Na carta de almoço, notam-se, porém, os sabores mais complexos, como no prato inspirado no tradicional (e de conforto) kasha, aqui servido com enguia fumada, frutas, limão salgado e trigo sarraceno (17€). Já o peixe branco confitado, com vegetais lacto-fermentados, batatas fritas e mousse de batata (16€) partiu da receita do bacalhau à Brás – “Não me batam”, brinca o chef – e é mais um exemplo do casamento entre a cozinha do Leste e a portuguesa.
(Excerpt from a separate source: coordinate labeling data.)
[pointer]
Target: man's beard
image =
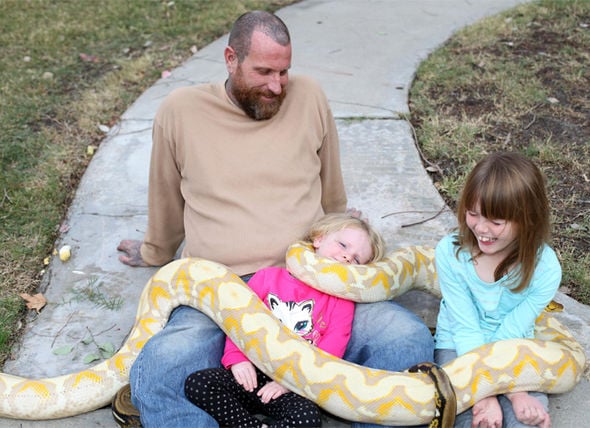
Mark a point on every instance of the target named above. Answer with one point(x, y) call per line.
point(250, 100)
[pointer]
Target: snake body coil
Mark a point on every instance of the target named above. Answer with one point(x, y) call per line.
point(552, 362)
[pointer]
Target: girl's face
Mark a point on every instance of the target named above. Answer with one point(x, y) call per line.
point(348, 245)
point(493, 236)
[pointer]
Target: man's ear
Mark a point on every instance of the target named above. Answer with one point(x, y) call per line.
point(231, 59)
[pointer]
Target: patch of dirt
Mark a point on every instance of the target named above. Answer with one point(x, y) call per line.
point(563, 124)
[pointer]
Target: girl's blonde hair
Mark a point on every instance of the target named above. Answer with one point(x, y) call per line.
point(510, 187)
point(337, 221)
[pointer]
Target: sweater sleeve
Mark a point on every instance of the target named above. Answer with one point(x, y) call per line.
point(519, 322)
point(165, 230)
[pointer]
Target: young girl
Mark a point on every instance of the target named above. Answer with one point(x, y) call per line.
point(496, 276)
point(235, 393)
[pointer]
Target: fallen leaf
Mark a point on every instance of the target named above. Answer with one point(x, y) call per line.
point(65, 253)
point(91, 358)
point(36, 302)
point(88, 58)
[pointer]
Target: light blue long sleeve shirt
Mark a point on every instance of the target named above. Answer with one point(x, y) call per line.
point(474, 312)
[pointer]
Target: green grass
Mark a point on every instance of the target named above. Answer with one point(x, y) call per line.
point(517, 81)
point(65, 68)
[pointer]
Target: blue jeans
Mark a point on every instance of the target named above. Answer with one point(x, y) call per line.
point(463, 420)
point(190, 341)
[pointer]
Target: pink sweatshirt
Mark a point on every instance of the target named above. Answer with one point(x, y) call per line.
point(324, 320)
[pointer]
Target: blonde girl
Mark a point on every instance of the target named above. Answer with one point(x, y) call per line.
point(235, 393)
point(496, 274)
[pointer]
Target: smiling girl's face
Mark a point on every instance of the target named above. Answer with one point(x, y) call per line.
point(494, 236)
point(350, 245)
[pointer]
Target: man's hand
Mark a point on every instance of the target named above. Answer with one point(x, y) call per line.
point(133, 254)
point(528, 410)
point(487, 413)
point(270, 391)
point(245, 374)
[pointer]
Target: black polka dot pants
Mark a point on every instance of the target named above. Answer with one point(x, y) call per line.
point(216, 392)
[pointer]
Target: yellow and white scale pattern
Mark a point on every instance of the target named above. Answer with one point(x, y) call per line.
point(553, 362)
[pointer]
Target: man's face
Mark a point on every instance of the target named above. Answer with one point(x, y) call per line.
point(258, 83)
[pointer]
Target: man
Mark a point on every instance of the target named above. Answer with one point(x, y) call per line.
point(239, 171)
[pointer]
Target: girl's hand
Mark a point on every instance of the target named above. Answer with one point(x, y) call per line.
point(528, 410)
point(245, 374)
point(270, 391)
point(487, 413)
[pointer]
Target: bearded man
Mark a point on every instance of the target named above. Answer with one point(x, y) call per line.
point(239, 171)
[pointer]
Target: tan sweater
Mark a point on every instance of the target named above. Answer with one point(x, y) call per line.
point(239, 191)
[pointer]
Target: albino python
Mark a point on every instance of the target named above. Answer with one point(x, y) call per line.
point(552, 362)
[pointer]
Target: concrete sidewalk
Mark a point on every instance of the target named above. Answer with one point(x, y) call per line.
point(364, 53)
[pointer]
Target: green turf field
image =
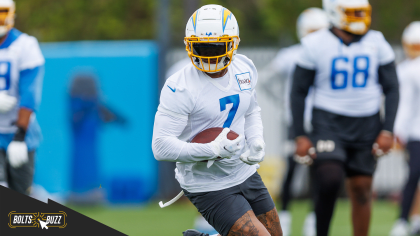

Nas sobremesas, aplica-se o mesmo preceito e, também por isso, podem ser consideradas igualmente fora da caixa, ou loucas, na definição do chef. “Se pensarmos em sangue de galinha na sobremesa, é de loucos.” É verdade e acontece no gelado de couve-flor com caramelo de miso e crocante de brownie (6€). “Funciona e é muito bom”, orgulha-se. A regra é não ter regras, de tal forma que a carta está em constante mudança. “O primeiro menu que criámos foi há cerca de meio ano. Já o mudámos sete vezes”, revela. “Quando provamos alguma coisa incrível, à segunda, quando repetimos, já não parece tão incrível. A sensação não é a mesma. Quando mudamos algumas coisas, às vezes só um ou outro apontamento, é uma óptima forma de surpreender o cliente que volta. Brincamos com as emoções.”
Quanto às bebidas, a carta de vinhos está assente em referências de baixa intervenção. As surpresas, ou o trabalho caseiro, descobre-se nas infusões, na soda caseira e demais opções, como a tónica de hibisco e mirtilo (6€) ou na de jasmim e sabugueiro (6€).